Re: [css3-syntax] Preference for parser speccing?

On Fri, May 25, 2012 at 3:14 PM, Sylvain Galineau
<sylvaing@microsoft.com> wrote:
> [Tab Atkins Jr.:]
>> This is just a general preference question for implementors.
>>
>> When I pick up Syntax again, would it be better for me to write the
>> parsing section as if it the tokenizing was already completely done, or
>> interleaved with the tokenizing like the HTML parser is?  What would be
>> more useful?  I can do either, but I'd rather not have to switch partway
>> through, or even after I'm totally done.
>
> Not sure what you're asking.
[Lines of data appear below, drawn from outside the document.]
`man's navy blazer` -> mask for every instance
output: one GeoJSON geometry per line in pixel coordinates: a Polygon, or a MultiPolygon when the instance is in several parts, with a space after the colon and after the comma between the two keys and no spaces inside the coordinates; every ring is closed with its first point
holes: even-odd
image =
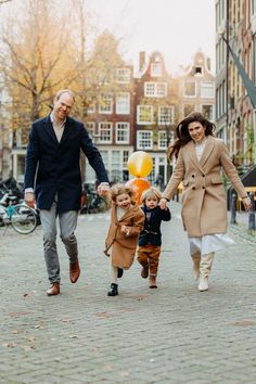
{"type": "Polygon", "coordinates": [[[25,189],[35,189],[39,209],[50,209],[57,193],[59,212],[79,210],[80,149],[99,181],[108,182],[101,154],[82,123],[67,117],[60,143],[50,115],[33,124],[26,153],[25,189]]]}

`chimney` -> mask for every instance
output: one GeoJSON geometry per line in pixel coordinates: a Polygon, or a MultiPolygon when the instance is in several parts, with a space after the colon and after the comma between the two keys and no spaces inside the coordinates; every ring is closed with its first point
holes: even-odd
{"type": "Polygon", "coordinates": [[[206,59],[206,66],[207,66],[208,71],[210,71],[210,59],[209,57],[206,59]]]}
{"type": "Polygon", "coordinates": [[[142,71],[145,64],[145,51],[140,52],[139,56],[139,71],[142,71]]]}

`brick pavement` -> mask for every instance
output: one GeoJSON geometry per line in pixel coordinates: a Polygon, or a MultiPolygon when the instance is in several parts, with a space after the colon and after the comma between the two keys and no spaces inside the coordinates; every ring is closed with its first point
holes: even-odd
{"type": "Polygon", "coordinates": [[[200,293],[179,208],[171,203],[174,219],[163,226],[158,290],[136,263],[117,297],[106,296],[108,214],[79,218],[77,284],[60,244],[56,297],[46,295],[40,228],[1,230],[0,383],[255,383],[255,243],[230,228],[235,244],[216,255],[210,290],[200,293]]]}

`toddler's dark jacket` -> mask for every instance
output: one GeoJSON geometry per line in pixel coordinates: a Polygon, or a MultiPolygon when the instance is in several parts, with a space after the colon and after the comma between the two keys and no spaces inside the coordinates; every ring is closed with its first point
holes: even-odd
{"type": "Polygon", "coordinates": [[[157,205],[153,209],[146,208],[145,205],[141,207],[145,215],[144,228],[139,236],[139,245],[152,244],[155,246],[159,246],[162,244],[162,233],[161,233],[161,222],[169,221],[171,219],[171,215],[169,208],[161,209],[157,205]]]}

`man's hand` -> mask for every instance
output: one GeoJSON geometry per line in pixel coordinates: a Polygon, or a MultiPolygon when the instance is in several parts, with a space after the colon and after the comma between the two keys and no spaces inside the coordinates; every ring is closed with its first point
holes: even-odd
{"type": "Polygon", "coordinates": [[[130,227],[128,227],[128,226],[121,226],[121,227],[120,227],[120,231],[121,231],[123,233],[125,233],[125,234],[128,236],[129,233],[130,233],[130,227]]]}
{"type": "Polygon", "coordinates": [[[161,201],[159,201],[159,207],[161,209],[166,209],[167,208],[167,200],[165,197],[162,197],[161,201]]]}
{"type": "Polygon", "coordinates": [[[35,208],[35,194],[33,192],[25,192],[25,203],[30,208],[35,208]]]}
{"type": "Polygon", "coordinates": [[[249,210],[252,208],[252,203],[249,197],[242,199],[242,202],[246,210],[249,210]]]}
{"type": "Polygon", "coordinates": [[[99,193],[100,196],[105,196],[110,192],[110,190],[111,188],[108,183],[101,182],[97,189],[97,192],[99,193]]]}

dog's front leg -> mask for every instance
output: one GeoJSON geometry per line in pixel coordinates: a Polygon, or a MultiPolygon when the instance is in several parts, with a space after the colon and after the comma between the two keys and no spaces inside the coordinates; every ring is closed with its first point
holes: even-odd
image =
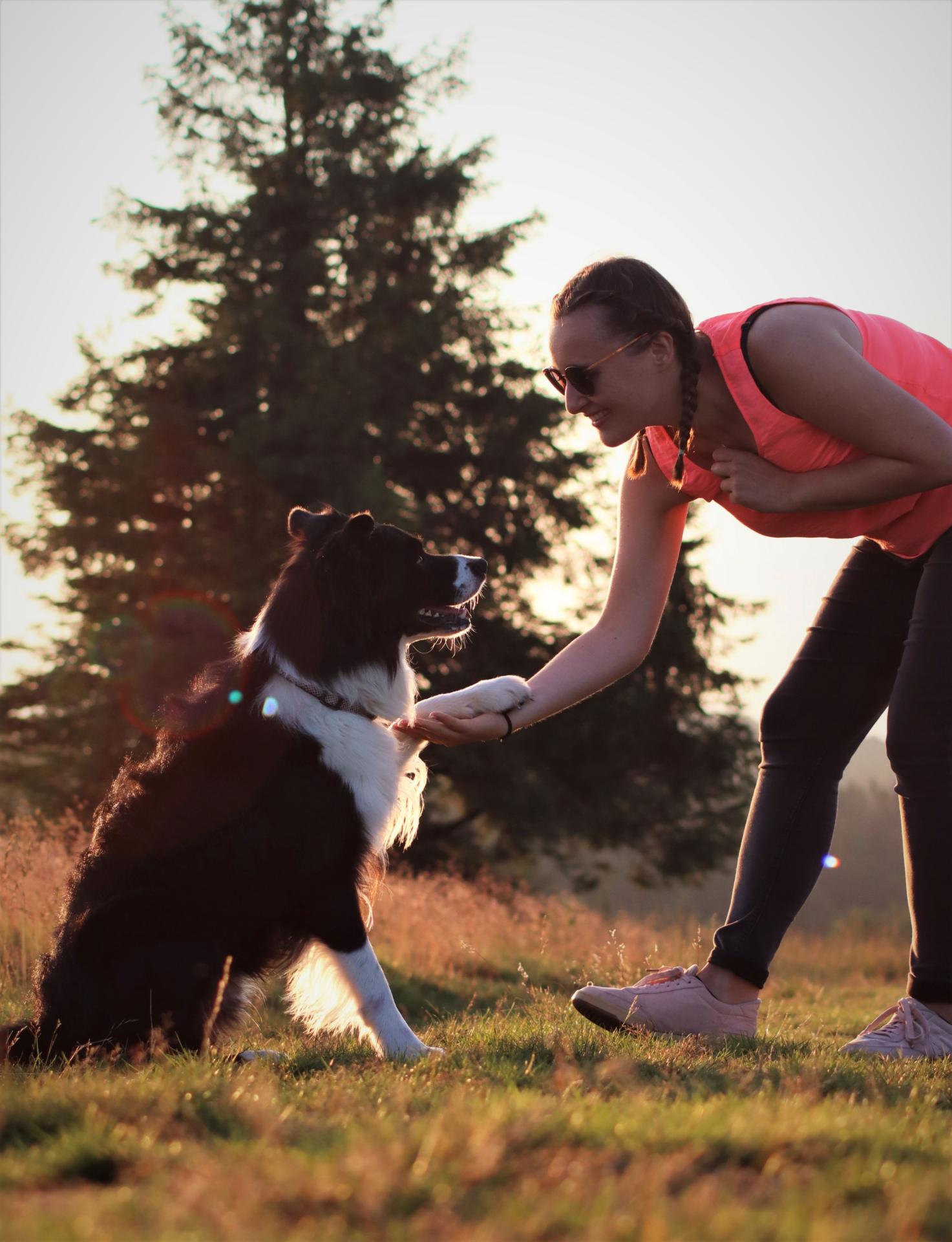
{"type": "Polygon", "coordinates": [[[292,1012],[314,1035],[356,1031],[392,1059],[443,1052],[418,1040],[403,1021],[369,940],[349,953],[310,941],[292,969],[288,992],[292,1012]]]}
{"type": "Polygon", "coordinates": [[[442,1054],[442,1048],[431,1048],[418,1040],[403,1020],[370,940],[355,953],[335,953],[334,958],[350,984],[360,1018],[381,1056],[416,1061],[427,1053],[442,1054]]]}

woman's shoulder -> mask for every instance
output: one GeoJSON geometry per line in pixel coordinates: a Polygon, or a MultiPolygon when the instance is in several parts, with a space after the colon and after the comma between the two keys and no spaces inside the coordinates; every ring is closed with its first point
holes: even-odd
{"type": "Polygon", "coordinates": [[[854,349],[863,351],[863,337],[854,322],[855,312],[827,298],[789,297],[757,302],[742,310],[729,310],[711,315],[698,324],[698,330],[710,337],[716,334],[727,344],[750,347],[757,342],[782,342],[789,333],[837,333],[854,349]],[[735,339],[736,338],[736,339],[735,339]]]}
{"type": "Polygon", "coordinates": [[[783,349],[792,338],[840,337],[858,354],[863,334],[850,314],[829,302],[779,302],[762,307],[746,337],[752,359],[783,349]]]}

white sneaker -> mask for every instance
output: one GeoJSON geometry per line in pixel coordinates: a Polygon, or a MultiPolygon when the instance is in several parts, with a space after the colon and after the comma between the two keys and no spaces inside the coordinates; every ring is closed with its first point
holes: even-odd
{"type": "Polygon", "coordinates": [[[922,1001],[904,996],[839,1051],[880,1057],[952,1057],[952,1022],[922,1001]],[[884,1025],[885,1018],[890,1021],[884,1025]]]}
{"type": "Polygon", "coordinates": [[[698,977],[698,966],[668,966],[631,987],[580,987],[572,1005],[607,1031],[623,1026],[671,1035],[756,1035],[761,1002],[719,1001],[698,977]]]}

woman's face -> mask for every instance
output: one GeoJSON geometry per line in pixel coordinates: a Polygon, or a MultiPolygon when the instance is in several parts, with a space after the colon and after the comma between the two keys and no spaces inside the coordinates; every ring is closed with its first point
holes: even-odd
{"type": "MultiPolygon", "coordinates": [[[[588,366],[624,343],[608,325],[601,307],[580,307],[554,319],[549,333],[552,366],[588,366]]],[[[585,396],[565,390],[568,414],[590,420],[603,445],[614,448],[643,427],[676,426],[680,419],[680,373],[669,333],[653,333],[588,373],[595,384],[585,396]]]]}

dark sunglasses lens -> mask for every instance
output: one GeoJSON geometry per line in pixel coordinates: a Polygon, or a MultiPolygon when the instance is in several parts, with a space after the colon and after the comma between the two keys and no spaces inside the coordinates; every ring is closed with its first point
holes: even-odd
{"type": "Polygon", "coordinates": [[[566,366],[565,378],[576,392],[581,392],[582,396],[592,396],[595,392],[592,376],[583,366],[566,366]]]}

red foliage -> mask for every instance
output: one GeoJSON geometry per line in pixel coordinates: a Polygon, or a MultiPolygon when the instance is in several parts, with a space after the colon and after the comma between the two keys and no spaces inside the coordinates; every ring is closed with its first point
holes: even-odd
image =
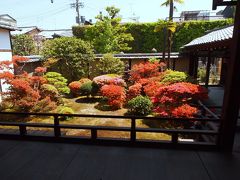
{"type": "Polygon", "coordinates": [[[121,108],[126,100],[124,88],[117,85],[104,85],[101,94],[108,99],[108,105],[114,108],[121,108]]]}
{"type": "Polygon", "coordinates": [[[0,73],[0,79],[10,80],[13,78],[14,78],[14,74],[9,71],[0,73]]]}
{"type": "Polygon", "coordinates": [[[79,82],[79,81],[73,81],[73,82],[71,82],[71,83],[68,85],[68,87],[70,88],[70,90],[71,90],[73,93],[77,94],[77,93],[79,93],[79,89],[80,89],[81,85],[82,85],[81,82],[79,82]]]}
{"type": "Polygon", "coordinates": [[[50,97],[42,97],[40,93],[41,85],[47,82],[41,76],[45,68],[37,68],[37,76],[30,76],[26,72],[21,75],[14,75],[9,71],[12,69],[12,64],[26,60],[24,57],[14,56],[12,61],[1,61],[0,68],[4,72],[0,73],[0,78],[4,79],[4,83],[9,85],[9,90],[2,93],[3,102],[10,103],[16,111],[53,110],[55,102],[51,101],[50,97]]]}
{"type": "Polygon", "coordinates": [[[47,68],[45,67],[37,67],[35,69],[35,73],[45,73],[47,71],[47,68]]]}
{"type": "Polygon", "coordinates": [[[152,101],[155,112],[160,116],[190,118],[197,113],[197,109],[187,103],[207,97],[203,87],[182,82],[159,87],[152,101]]]}
{"type": "Polygon", "coordinates": [[[165,64],[158,62],[136,64],[130,71],[130,80],[134,82],[139,82],[141,80],[144,82],[147,78],[157,77],[160,75],[163,66],[165,66],[165,64]]]}
{"type": "Polygon", "coordinates": [[[197,108],[192,107],[188,104],[183,104],[172,110],[172,116],[177,118],[178,117],[193,118],[193,115],[197,114],[197,112],[198,112],[197,108]]]}
{"type": "Polygon", "coordinates": [[[135,83],[134,85],[130,86],[128,89],[127,98],[130,100],[141,95],[142,92],[142,85],[140,83],[135,83]]]}

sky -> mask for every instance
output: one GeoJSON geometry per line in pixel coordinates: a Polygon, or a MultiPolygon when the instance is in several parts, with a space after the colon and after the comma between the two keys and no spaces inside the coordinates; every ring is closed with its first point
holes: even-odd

I think I'd rather implement a parsing algorithm
> based on a clear and unambiguous definition of what the tokens actually are.
> Recent threads suggest the latter may need some polishing?

Tokens are easy - the tokenizer is already done in Syntax.  The
question is what to do with the parsing step, which turns tokens into
actual CSS structures and values.

HTML, for example, is defined with the tokenizing interleaved with the
parsing.  This is necessary for HTML, because some tags change the
tokenizing rules - if you see a <script>, you stop parsing like HTML
and instead just parse everything as text until you see the </script>,
because what's betweent hose tags simply isn't HTML, and you don't
want to risk screwing it up by parsing as HTML.

CSS *does* technically have this in one circumstance - the an+b syntax
of all the :nth-*() pseudos doesn't directly correspond to the tokens
of CSS.  However, it's possible to solve this by "reversing" the
tokens into something more meaningful, so you don't technically have
to switch contexts.

So the question is simply, as someone implementing or maintaining a
parser, which style is more useful to read?

~TJ

Received on Friday, 25 May 2012 22:24:23 UTC